Business after business until she settled for a second-hand lumber firm. When I was born all was okay. Mom and dad have spare money for all our the needs and wants. Mom provided insurances with mutual fund to dad and my two brothers. I had educational plan. When Ate reached her 18th birthday, a 4-storey building was built to be our new home. She bought parcels of land in different places for us to build our future houses when we got married. Would you imagine she even got a land for our final resting place or if we want to be cremated she got also lockers for our urns?

My mom have an Alzheimer and that disease is faster than it seems. Every time I call home, I always ask her, if she still knows me, if she still knew her past, if she knew what's happening around, if she knew my pains and my husband's success. And before hanging up the phone, I never forget to ask her if she is proud of me and my siblings. She always answers me back "Oo naman!" and one by one she will enumerate the reasons why.

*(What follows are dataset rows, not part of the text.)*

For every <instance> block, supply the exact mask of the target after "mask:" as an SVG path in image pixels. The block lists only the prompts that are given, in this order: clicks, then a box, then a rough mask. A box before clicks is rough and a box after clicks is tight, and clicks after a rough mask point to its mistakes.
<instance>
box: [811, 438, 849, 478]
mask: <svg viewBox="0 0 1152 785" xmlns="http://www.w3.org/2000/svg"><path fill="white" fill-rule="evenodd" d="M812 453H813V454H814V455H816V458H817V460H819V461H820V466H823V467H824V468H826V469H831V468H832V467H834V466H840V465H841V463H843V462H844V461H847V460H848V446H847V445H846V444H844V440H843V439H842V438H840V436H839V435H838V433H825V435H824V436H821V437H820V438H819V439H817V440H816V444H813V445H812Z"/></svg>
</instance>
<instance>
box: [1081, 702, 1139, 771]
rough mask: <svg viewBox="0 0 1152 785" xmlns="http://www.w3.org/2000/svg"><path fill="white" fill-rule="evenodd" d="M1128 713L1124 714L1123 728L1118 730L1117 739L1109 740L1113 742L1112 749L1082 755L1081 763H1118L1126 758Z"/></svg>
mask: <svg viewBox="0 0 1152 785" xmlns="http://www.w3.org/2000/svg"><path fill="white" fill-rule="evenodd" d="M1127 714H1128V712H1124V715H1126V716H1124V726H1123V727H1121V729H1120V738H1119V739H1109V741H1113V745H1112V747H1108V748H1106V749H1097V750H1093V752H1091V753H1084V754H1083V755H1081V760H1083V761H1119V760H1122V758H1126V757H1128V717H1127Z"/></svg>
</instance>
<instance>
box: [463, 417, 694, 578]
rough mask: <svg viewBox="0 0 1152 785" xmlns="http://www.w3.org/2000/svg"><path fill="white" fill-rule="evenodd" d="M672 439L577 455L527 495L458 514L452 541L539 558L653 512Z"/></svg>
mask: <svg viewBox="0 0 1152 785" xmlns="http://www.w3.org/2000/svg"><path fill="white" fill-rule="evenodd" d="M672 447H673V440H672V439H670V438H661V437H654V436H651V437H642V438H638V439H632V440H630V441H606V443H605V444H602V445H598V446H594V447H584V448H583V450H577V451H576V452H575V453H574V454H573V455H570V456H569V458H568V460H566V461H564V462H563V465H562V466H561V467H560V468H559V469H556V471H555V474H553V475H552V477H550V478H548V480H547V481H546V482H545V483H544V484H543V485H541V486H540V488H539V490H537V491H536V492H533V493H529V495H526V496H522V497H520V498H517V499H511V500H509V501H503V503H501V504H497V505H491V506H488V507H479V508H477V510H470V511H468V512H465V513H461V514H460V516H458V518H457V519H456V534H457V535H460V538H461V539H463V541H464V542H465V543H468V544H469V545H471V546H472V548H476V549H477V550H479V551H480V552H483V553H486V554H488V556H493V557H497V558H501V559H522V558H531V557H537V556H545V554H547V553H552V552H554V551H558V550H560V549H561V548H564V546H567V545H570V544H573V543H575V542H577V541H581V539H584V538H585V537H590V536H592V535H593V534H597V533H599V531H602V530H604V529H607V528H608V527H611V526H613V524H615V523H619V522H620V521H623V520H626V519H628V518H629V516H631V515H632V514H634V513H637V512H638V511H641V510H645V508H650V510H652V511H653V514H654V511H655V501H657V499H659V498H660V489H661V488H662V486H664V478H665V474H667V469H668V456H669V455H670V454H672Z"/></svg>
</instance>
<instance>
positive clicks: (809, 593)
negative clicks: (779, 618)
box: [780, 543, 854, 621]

After reciting her reasons she will next remind me of her golden rule. "Di baleng ikaw ang masaktan kesa ikaw ang makapanakit, di baleng ikaw ang niloko kesa ikaw manloko, di baleng ikaw ang nakawan wag lng ikaw ang magnakaw." When I was a child I always answered back "oo na, paulit-ulit naman" but now I really appreciate her rule. That made me and my siblings better persons.

That's how our talk goes every time I call. I love how satisfied she is when she remembers all her experiences and saw the fruit of her labour. 


Thanks Nanay for all the sacrifices, we are reaping the benefits today.